“The cruelty of police is not new to me. Today, I became a victim of it”

On Thursday afternoon, 40 students from the UCT Rhodes Must Fall movement protested against afrophobia outside Parliament. The students did not have a permit to protest and an hour after they arrived, police told them to disperse or face arrest. The students refused to disperse and the police used stun grenades to disrupt the group. In the chaos, Ezra Mokgope, a 21-year-old BA student at UCT, spoke to RAEESA PATHER about the ordeal and his commitment to still take a stand against afrophobia.

We arrived here to protest against afrophobia. People are being burned, people are dying, and we cannot sit and say nothing is happening. We know what’s happening.

We were outside Parliament, protesting peacefully, and the cops came. They gave us a warning. We tried to ask them what the warning was for, but they didn’t tell us. One of the cops, warrant officer Botha, grabbed my friend Masixole to put him into a police van. He then left Masi, who was being handled by other cops, and came to me.

He pushed me, and I withdrew from him, so I could question him face to face: I said “Sir, can you respect me as I speak?” and he said, I’m not going to listen to you”.

He pushed me away, took out a stun grenade, and unleashed the pin. He looked me right in the eye, and he dropped the grenade next to me. It blew next to my left ear. That’s when I fell to the ground.

I felt like I couldn’t breath. The stun grenade sounded like a gunshot. While I was on the floor I looked over my body for injuries, because I thought I had been shot.

I was unbalanced because my eardrum was busted. I couldn’t even stand. Everyone was screaming, and I remember looking and seeing Masixole still being pulled around like a dog by policemen. All I could ask was if my friends were okay. Was Masi okay, was my brother okay?

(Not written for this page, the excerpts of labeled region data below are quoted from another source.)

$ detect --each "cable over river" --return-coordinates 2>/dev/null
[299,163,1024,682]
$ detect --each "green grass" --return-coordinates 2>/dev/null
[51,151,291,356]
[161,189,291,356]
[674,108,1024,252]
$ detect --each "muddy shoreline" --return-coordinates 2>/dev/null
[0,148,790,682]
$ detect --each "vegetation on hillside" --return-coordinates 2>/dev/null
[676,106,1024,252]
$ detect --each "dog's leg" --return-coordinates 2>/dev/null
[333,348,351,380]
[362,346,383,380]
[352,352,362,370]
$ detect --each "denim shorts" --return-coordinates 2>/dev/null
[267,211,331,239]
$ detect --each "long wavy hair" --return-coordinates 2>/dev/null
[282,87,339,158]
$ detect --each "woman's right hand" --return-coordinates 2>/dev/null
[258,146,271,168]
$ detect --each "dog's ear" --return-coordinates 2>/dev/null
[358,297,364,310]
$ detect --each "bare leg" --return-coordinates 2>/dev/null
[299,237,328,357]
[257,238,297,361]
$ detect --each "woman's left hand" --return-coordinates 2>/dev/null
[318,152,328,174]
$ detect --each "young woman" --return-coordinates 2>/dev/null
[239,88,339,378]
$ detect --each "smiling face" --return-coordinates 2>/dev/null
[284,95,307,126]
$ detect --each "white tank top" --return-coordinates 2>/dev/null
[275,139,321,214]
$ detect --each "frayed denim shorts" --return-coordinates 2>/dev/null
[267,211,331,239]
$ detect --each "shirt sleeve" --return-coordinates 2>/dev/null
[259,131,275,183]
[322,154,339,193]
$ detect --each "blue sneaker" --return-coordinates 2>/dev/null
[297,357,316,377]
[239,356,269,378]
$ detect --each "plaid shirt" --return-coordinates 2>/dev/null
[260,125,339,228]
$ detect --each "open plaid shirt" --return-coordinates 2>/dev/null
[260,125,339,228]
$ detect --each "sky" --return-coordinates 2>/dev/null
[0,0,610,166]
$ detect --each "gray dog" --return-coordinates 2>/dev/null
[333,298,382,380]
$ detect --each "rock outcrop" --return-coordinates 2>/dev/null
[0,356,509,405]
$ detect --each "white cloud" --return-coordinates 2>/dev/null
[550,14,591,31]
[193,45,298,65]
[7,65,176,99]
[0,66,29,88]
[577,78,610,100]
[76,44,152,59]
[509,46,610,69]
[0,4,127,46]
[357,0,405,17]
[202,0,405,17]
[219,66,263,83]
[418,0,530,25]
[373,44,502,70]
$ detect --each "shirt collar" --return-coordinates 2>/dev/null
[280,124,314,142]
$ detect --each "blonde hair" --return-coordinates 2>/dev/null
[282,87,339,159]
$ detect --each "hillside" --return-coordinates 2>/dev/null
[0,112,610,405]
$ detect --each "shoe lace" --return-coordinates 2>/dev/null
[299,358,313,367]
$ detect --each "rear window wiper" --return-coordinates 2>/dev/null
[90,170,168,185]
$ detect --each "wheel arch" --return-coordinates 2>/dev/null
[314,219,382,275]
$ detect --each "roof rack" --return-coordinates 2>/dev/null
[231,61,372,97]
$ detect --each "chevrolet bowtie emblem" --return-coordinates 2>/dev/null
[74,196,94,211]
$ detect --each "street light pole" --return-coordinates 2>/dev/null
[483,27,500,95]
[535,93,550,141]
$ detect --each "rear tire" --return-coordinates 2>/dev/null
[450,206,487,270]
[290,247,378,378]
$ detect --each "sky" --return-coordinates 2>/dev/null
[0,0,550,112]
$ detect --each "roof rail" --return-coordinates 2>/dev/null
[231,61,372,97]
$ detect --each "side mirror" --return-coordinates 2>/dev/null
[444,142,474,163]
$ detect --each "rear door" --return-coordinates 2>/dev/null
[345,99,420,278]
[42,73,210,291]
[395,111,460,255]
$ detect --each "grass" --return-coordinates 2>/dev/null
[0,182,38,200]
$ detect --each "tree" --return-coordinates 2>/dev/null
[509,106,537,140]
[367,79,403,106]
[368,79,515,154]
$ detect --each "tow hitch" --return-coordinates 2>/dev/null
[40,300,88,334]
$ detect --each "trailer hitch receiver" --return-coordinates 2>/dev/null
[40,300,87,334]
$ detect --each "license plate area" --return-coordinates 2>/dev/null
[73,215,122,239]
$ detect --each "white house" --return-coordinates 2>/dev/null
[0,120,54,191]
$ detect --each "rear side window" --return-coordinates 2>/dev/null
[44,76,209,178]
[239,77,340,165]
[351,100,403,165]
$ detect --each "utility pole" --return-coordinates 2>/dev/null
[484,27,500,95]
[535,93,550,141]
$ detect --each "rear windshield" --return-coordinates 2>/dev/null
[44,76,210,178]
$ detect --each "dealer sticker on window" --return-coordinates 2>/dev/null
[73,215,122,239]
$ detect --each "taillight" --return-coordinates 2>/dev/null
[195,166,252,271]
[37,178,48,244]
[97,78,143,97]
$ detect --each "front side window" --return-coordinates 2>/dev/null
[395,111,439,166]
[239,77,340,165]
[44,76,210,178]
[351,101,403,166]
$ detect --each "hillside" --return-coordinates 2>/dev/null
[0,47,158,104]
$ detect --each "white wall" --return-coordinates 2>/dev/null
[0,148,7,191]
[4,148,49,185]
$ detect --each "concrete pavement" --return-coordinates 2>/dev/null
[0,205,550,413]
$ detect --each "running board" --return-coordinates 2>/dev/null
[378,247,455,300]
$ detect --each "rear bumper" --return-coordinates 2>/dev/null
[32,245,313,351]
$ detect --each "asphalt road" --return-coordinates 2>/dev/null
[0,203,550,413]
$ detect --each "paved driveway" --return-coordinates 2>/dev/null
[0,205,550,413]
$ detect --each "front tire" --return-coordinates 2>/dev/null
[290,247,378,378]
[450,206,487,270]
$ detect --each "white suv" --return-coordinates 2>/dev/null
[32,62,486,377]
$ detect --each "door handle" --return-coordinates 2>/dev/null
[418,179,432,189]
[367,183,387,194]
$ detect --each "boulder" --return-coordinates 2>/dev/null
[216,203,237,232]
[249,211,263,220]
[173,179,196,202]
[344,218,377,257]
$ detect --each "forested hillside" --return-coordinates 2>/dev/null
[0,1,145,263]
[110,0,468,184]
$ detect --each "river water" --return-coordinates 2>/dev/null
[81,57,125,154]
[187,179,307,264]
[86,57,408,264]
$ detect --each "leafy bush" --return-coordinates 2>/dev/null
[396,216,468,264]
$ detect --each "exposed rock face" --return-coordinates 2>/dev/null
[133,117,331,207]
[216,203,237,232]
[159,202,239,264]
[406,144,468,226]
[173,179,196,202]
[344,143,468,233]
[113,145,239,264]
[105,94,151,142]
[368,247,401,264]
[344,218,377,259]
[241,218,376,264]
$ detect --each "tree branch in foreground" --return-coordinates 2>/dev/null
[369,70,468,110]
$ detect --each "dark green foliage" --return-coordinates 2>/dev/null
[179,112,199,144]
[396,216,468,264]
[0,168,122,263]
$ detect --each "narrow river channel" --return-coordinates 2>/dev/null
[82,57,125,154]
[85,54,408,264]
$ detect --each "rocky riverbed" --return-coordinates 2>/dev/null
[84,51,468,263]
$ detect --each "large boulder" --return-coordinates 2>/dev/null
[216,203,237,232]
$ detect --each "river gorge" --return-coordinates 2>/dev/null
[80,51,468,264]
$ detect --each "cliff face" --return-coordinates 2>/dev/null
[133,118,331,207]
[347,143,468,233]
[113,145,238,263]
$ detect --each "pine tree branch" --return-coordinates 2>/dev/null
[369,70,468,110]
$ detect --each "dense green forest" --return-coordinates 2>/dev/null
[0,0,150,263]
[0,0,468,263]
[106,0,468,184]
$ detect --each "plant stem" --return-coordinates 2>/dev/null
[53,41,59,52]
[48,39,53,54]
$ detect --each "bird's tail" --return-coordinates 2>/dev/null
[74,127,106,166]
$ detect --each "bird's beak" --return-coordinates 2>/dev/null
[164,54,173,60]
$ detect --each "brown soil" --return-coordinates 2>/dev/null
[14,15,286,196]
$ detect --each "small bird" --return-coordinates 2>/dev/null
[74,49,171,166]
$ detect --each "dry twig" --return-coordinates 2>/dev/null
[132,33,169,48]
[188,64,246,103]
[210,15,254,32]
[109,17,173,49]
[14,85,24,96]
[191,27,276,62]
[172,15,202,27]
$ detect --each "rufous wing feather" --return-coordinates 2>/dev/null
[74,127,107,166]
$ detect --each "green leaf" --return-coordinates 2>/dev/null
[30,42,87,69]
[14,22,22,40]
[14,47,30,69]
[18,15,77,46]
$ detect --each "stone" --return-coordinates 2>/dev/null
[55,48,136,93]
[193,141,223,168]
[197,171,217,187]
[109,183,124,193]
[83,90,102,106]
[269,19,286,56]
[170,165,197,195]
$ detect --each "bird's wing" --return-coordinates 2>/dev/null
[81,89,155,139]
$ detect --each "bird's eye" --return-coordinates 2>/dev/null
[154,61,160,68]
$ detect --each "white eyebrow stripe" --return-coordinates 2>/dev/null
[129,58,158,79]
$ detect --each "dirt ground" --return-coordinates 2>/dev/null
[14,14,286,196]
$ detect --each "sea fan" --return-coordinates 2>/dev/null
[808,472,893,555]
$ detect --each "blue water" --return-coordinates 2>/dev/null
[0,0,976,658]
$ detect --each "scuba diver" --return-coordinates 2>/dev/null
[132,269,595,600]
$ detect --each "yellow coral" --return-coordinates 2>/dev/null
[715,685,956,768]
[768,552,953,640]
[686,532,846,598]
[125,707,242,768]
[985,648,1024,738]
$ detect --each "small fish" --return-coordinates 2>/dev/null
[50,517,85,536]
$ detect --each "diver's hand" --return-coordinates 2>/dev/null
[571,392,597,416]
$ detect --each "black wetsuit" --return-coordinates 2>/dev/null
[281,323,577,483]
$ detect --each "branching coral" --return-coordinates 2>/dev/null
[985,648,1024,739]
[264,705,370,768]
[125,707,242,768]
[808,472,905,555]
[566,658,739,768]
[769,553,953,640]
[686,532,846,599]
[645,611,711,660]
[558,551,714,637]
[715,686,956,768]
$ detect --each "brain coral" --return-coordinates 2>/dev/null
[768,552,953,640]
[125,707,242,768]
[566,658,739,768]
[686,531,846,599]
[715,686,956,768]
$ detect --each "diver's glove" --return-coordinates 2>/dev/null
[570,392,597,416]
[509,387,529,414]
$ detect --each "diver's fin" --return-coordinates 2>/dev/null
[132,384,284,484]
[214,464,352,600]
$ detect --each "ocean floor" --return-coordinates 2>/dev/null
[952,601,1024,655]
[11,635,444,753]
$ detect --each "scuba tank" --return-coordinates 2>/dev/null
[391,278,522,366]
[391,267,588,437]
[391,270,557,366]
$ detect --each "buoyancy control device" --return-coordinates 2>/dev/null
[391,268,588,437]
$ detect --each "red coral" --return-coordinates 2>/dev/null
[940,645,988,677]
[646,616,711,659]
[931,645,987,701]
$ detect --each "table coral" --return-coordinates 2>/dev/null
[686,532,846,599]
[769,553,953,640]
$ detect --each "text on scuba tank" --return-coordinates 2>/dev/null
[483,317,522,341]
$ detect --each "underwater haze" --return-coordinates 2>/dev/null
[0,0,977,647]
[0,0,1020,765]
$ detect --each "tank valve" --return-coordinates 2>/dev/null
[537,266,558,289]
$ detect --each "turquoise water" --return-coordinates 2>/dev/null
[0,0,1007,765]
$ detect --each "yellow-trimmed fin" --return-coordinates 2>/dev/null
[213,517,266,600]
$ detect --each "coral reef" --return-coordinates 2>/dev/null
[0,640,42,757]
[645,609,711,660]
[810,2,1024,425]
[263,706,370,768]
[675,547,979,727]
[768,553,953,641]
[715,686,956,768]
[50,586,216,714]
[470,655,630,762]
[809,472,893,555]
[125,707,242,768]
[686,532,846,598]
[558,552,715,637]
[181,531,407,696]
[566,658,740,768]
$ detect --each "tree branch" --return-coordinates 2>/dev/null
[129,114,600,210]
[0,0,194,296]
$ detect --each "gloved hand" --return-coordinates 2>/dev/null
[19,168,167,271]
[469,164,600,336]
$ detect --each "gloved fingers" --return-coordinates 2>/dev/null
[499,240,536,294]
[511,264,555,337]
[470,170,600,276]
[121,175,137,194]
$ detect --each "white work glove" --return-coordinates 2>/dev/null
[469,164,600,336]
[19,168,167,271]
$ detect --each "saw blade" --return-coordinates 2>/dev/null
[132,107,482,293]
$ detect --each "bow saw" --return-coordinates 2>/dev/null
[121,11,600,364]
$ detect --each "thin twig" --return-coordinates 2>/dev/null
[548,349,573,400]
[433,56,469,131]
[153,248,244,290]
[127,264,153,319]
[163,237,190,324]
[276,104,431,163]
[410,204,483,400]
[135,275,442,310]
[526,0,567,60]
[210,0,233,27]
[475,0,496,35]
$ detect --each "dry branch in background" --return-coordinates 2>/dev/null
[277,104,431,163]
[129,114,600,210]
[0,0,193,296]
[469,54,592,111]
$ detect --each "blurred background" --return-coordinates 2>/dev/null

The police told a group of my female friends, “We won’t stop pushing you.” The women said to him, “You’re assaulting us”, and Botha replied: “I won’t stop, go lay a case against me”. That’s the nature of what we’re fighting against.

I have had foundational experience with the police. I’m from Rustenberg, Marikana. I’ve lost someone in the massacre. The cruelty of police is not new to me. It’s always been here and today, I became a victim of it.

Afterwards, the policemen started shouting at everyone else to stand back or they will do it again. From the floor, I could tell that was an alert for the other cops to get their weapons ready. I thought: if I had not fallen down with that stun grenade, would I have been shot with live ammunition? Would I have been shot for fighting for people who don’t have a voice, because the fact that they are foreign comes first, instead of the fact that they are humans?

The pain is still here, even as I speak. I was disorientated; I couldn’t hear anything, I don’t know how I got to the hospital. I heard from the doctor my eardrum burst in two places. They injected me with 4mg of pain medicine.

I identify myself as a human being, that’s my foundational identity, followed by the fact that I am African. It saddens me that the recognition of the black identity, the recognition of an African identity, is not even worth engaging with. For people with power, it’s a measure of control, it’s a measure of power, it’s a measure for them to assert their agency on other people and it needs to stop.

We employ the president, and we want him to act in the capacity of his presidency: a capacity to hear the voices of every individual that has the right to place you there in power. The nation is calling you to act. Yesterday the attacks were in Durban; this morning they were in Johannesburg. What’s the next province and how high will the death toll be?

My human right of freedom and my human right of existence should not be constrained by another individual. Today, I can say and speak in solidarity because I have the sensory experience of hurt and pain. What we’re standing together for is not for us, but it’s for a greater South Africa and a greater Africa. Today, a young man, Ezra Mogkope gets hit by a stun grenade; who’s the next student that’s going to be shot?

– As told to Ra’eesa Pather; featured image by Ra’eesa Pather.

Captain FC Van Wyk from the SAPS Western Cape Media Centre released this statement to The Daily Vox:

This office can confirm that about 40 protestors were protesting in front of Parliament today (Thursday 16 April, 2005). They were warned by SAPS in terms of the Gatherings Act that they are busy with an illegal gathering in front of National Parliament, and that they need to disperse. Police took action by using a stun grenade to disperse them. SAPS open a case of public violence for investigation; no injuries were reported and no arrest were made. Currently the situation is under control; the protestors have since dispersed. Police officers are still deployed in the area to maintain law and order.